Don't terminate a standby's repmgrd if self-promotion fails due to master reappearing

Per GitHub #173
2026-07-16 14:29:05 +00:00 · 2016-05-10 11:45:03 +09:00
parent 10e47441a2
commit d5e24689a4
1 changed files with 30 additions and 1 deletions
@@ -1473,6 +1473,8 @@ do_master_failover(void)
 		terminate(ERR_FAILOVER_FAIL);
 	}

+	log_debug("best candidate node id is %i\n", best_candidate.node_id);
+
 	/* if local node is the best candidate, promote it */
 	if (best_candidate.node_id == local_options.node)
 	{
@@ -1484,7 +1486,7 @@ do_master_failover(void)

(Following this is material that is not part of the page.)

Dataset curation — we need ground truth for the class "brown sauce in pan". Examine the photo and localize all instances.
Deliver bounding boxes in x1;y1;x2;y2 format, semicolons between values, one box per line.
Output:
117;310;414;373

 		log_notice(_("this node is the best candidate to be the new master, promoting...\n"));

-		log_debug(_("promote command is: \"%s\"\n"),
+		log_debug("promote command is: \"%s\"\n",
 				  local_options.promote_command);

 		if (log_type == REPMGR_STDERR && *local_options.logfile)
@@ -1495,6 +1497,33 @@ do_master_failover(void)
 		r = system(local_options.promote_command);
 		if (r != 0)
 		{
+			int master_node_id;
+
+			/*
+			 * Check whether the primary reappeared, which will have caused the
+			 * promote command to fail
+			 */
+			my_local_conn = establish_db_connection(local_options.conninfo, false);
+
+			if (my_local_conn != NULL)
+			{
+				master_conn = get_master_connection(my_local_conn,
+													local_options.cluster_name,
+													&master_node_id, NULL);
+
+				if (master_conn != NULL && master_node_id == failed_master.node_id)
+				{
+					log_notice(_("Original master reappeared before this standby was promoted - no action taken\n"));
+
+					PQfinish(master_conn);
+					/* no failover occurred but we'll want to restart connections */
+					failover_done = true;
+					return;
+				}
+
+				PQfinish(my_local_conn);
+			}
+
 			log_err(_("promote command failed. You could check and try it manually.\n"));

 			terminate(ERR_DB_QUERY);